The story is a tale of runaway egos and runaway budgets colliding in a studio under assault from incoming and outgoing corporate overlords. As reported, Greengrass, one of the contemporary cinema's most celebrated directors, has the expensive habit of "finding a movie" while shooting it; a practice which has clearly served him well, so long as you're not the one writing the checks for his retakes and extra footage. Apparently, there has been simmering frustration at Universal with Greengrass' slow-moving ways.
But then, someone at the studio decided to let him make an Iraq war film on Universal's dime. The film, entitled The Green Zone and starring Bourne lead Matt Damon, was according to The Playlist, Universal's little Christmas gift to Greengrass; that was supposed to be his small film to tide him over between Bourne blockbusters.
Well somehow, you know how it goes on movie sets, one thing led to another, someone got drunk, someone stayed out too late, someone ordered an extra bomb detonation and then you wake up and you've spent $100 - $150 million on a film about the one subject which the public has definitively stated they will not pay to see films, the past 20 films on the topic having grossed a combined total of a bubblegum wrapper, a few paperclips and a Starbucks half-price-before 5 pm coupon.

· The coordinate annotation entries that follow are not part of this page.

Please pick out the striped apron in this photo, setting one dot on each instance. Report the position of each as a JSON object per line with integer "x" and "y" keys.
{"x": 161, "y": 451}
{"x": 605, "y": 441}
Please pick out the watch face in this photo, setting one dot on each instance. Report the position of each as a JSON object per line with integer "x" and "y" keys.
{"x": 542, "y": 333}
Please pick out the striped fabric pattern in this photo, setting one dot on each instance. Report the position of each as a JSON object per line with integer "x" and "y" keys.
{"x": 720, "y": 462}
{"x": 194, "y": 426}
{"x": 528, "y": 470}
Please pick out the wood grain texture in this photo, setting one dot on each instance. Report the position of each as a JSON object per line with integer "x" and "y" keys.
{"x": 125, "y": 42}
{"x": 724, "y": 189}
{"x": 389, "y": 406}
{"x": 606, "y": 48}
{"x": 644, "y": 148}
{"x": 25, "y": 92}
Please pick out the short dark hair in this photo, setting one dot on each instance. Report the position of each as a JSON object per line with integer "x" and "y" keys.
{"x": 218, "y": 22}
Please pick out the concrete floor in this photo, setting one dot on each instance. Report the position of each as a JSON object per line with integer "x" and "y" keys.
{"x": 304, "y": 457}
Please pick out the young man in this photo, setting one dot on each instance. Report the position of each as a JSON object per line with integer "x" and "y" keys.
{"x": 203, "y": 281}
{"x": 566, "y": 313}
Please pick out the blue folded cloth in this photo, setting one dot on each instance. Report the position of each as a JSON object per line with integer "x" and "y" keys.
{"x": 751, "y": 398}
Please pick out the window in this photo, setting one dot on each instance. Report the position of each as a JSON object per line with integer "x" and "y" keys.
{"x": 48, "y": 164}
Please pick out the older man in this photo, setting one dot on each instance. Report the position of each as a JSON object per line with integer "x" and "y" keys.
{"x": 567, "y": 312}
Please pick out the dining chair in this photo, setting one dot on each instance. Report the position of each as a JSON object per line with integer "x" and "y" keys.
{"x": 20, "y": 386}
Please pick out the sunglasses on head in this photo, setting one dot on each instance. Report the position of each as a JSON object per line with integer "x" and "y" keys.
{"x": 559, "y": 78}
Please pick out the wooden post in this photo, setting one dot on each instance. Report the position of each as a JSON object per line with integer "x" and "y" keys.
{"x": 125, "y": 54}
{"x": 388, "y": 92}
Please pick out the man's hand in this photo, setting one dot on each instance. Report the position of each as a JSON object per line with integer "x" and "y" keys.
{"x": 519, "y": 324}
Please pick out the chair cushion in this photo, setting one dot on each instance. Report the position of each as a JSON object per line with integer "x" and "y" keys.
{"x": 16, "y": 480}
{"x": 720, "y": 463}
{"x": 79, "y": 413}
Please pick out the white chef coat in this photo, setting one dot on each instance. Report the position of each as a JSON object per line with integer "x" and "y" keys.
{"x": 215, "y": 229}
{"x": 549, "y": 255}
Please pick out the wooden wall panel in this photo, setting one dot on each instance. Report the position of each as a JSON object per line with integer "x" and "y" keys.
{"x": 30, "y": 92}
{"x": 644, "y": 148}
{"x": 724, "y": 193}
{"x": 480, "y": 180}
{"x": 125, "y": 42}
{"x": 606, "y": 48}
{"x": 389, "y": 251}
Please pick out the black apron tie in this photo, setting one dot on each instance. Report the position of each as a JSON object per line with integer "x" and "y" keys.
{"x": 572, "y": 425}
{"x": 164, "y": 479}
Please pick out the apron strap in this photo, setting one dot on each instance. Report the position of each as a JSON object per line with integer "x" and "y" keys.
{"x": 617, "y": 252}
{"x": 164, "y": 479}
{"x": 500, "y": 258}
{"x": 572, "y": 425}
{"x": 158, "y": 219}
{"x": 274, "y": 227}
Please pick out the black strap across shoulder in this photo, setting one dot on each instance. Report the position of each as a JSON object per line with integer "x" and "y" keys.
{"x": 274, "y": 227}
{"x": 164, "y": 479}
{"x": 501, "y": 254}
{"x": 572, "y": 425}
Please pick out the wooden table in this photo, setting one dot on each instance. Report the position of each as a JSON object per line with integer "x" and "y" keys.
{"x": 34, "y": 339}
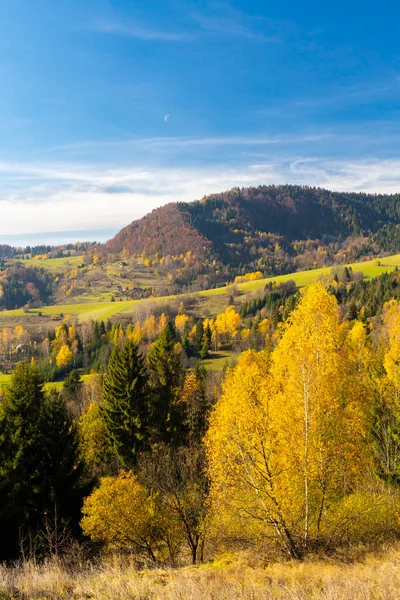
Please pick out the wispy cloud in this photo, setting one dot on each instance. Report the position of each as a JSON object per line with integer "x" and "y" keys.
{"x": 41, "y": 197}
{"x": 139, "y": 31}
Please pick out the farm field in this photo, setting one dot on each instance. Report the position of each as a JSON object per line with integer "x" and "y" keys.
{"x": 54, "y": 264}
{"x": 370, "y": 268}
{"x": 103, "y": 310}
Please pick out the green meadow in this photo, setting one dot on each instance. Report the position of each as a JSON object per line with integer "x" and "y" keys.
{"x": 54, "y": 264}
{"x": 370, "y": 268}
{"x": 104, "y": 310}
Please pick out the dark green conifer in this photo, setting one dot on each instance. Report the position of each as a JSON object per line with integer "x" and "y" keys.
{"x": 166, "y": 374}
{"x": 125, "y": 395}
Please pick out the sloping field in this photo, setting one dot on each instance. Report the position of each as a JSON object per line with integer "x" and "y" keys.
{"x": 106, "y": 310}
{"x": 370, "y": 268}
{"x": 54, "y": 264}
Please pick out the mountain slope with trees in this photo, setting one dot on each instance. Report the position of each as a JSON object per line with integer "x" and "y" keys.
{"x": 273, "y": 228}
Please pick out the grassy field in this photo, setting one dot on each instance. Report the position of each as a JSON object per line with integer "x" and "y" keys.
{"x": 96, "y": 309}
{"x": 55, "y": 264}
{"x": 5, "y": 378}
{"x": 370, "y": 268}
{"x": 374, "y": 578}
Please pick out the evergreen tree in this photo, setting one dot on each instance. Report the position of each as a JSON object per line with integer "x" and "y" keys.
{"x": 166, "y": 374}
{"x": 39, "y": 465}
{"x": 199, "y": 335}
{"x": 125, "y": 395}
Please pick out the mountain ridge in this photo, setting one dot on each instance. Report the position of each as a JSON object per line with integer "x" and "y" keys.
{"x": 271, "y": 227}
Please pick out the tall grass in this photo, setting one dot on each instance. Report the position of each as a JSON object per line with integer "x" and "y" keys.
{"x": 375, "y": 578}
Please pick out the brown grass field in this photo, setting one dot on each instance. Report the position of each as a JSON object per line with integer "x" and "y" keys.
{"x": 376, "y": 577}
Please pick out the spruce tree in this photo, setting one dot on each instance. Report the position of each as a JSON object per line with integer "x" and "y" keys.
{"x": 125, "y": 395}
{"x": 39, "y": 464}
{"x": 166, "y": 374}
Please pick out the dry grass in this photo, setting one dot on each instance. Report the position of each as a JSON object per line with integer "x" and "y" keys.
{"x": 376, "y": 578}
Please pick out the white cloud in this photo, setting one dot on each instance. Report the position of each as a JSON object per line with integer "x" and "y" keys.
{"x": 139, "y": 31}
{"x": 64, "y": 197}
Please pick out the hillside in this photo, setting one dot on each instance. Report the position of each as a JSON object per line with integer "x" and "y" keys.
{"x": 273, "y": 228}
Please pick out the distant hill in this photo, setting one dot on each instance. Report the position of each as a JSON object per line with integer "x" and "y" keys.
{"x": 273, "y": 228}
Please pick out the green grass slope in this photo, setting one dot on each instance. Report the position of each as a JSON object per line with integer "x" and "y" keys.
{"x": 102, "y": 310}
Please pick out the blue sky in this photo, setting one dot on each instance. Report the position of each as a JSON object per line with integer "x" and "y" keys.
{"x": 256, "y": 92}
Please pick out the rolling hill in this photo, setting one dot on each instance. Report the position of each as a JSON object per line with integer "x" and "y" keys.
{"x": 271, "y": 225}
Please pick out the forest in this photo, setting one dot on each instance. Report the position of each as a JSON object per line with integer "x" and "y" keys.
{"x": 293, "y": 450}
{"x": 274, "y": 229}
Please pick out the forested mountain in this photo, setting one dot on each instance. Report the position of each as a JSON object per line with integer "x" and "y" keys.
{"x": 273, "y": 228}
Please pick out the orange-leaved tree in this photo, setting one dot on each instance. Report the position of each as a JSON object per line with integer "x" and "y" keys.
{"x": 286, "y": 444}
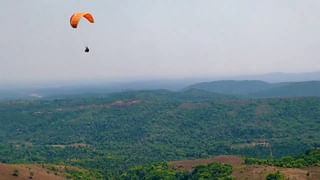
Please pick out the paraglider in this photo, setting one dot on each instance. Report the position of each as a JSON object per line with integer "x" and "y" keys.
{"x": 87, "y": 49}
{"x": 75, "y": 20}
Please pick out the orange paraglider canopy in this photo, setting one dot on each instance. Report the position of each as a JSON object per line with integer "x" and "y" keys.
{"x": 76, "y": 17}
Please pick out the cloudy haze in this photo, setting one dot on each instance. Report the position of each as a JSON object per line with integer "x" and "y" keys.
{"x": 145, "y": 39}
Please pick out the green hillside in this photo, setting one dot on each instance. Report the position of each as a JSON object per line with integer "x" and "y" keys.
{"x": 260, "y": 88}
{"x": 117, "y": 131}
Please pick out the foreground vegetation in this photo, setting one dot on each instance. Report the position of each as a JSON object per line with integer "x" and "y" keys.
{"x": 112, "y": 133}
{"x": 310, "y": 158}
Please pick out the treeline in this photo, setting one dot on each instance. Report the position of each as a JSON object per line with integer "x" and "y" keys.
{"x": 310, "y": 158}
{"x": 112, "y": 134}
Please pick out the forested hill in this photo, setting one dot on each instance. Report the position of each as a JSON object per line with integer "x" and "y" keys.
{"x": 120, "y": 130}
{"x": 260, "y": 88}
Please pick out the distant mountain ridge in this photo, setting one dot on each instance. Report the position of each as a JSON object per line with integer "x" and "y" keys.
{"x": 255, "y": 88}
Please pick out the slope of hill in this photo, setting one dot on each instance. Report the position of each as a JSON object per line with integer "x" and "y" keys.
{"x": 295, "y": 89}
{"x": 260, "y": 88}
{"x": 233, "y": 87}
{"x": 305, "y": 167}
{"x": 117, "y": 131}
{"x": 45, "y": 171}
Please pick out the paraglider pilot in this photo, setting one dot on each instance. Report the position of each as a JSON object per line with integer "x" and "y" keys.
{"x": 87, "y": 49}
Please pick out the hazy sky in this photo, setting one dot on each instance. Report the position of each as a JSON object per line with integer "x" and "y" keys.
{"x": 145, "y": 39}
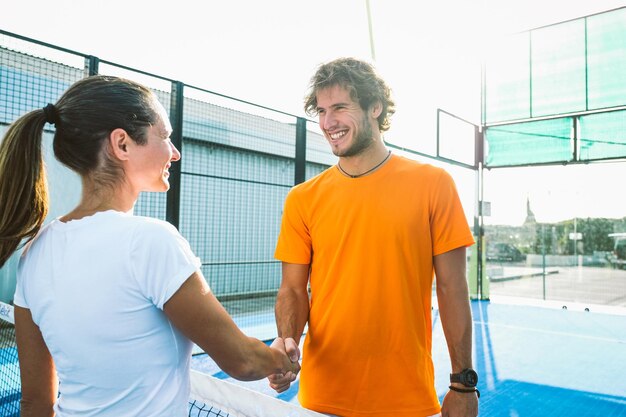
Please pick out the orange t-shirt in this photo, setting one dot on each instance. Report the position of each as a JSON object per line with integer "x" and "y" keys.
{"x": 370, "y": 242}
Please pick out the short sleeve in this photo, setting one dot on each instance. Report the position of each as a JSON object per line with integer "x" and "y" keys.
{"x": 162, "y": 260}
{"x": 294, "y": 240}
{"x": 448, "y": 224}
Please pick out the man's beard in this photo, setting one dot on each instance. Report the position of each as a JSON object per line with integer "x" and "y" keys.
{"x": 361, "y": 141}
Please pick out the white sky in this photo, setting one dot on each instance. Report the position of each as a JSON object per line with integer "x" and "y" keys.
{"x": 265, "y": 52}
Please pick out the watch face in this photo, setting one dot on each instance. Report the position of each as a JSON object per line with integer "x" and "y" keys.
{"x": 471, "y": 378}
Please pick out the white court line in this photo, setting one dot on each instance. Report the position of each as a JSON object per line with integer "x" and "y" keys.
{"x": 557, "y": 333}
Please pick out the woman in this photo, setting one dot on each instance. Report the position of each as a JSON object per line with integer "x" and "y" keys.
{"x": 107, "y": 301}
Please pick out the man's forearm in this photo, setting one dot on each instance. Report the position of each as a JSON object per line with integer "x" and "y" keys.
{"x": 456, "y": 320}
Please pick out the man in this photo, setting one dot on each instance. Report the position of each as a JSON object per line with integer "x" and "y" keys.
{"x": 367, "y": 236}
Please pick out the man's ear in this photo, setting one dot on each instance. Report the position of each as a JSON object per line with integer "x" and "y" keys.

What followed is a bit unclear; it seems what with the GE and the incoming Comcast bosses paying more and more attention to costs in the dire Universal film business, tempers were strained, people were nagged and as a result Paul Greengrass has walked out on Hollywood 19th highest grossing franchise. And worse still, Damon has made a cryptic statement about being "loyal" to Greengrass, potentially pulling the plug on the whole darn thing.
The report quotes people familiar with the situation saying that the break-up could still be patched up, but at this hour, there are many more questions than answers. Among the things we must know while the fate of Bourne hangs in the balance:
- Why would a director as talented as Greengrass even want to make a third Bourne? Yes, by the low standards of today's thriller genre he's done a classy version, but its still basically a running around and jumping behind dumpsters and shooting at stuff movie? We're all for a good thriller, but is Bourne really the only place to get one?
- Is Matt Damon really irreplaceable? And if so, why? There's no one else who could do furrowed brow/quietly intense guy?
- No matter what Paul Greengrass and Matt Damon do, would the laws of nature ever allow a franchise that is still turning out cash to go away?
- Is there anyone in America who can recite the plot of the last two Bourne films (without looking)?
- Will this, the senseless slaughter of a profitable franchise, be enough to sink Jeff Zucker? Are there enough straws in show business to break him?
- Would this stunning development and the end of big screen Bourne put an end once and for all to the preposterous debate on whether the Bourne series is better than the Bond series?
Tonight, as Hollywood locked behind its drawn curtains and waits by candlelight for the all clear, much more lies on the line than the fate of one better than average, 19th highest grossing film franchise.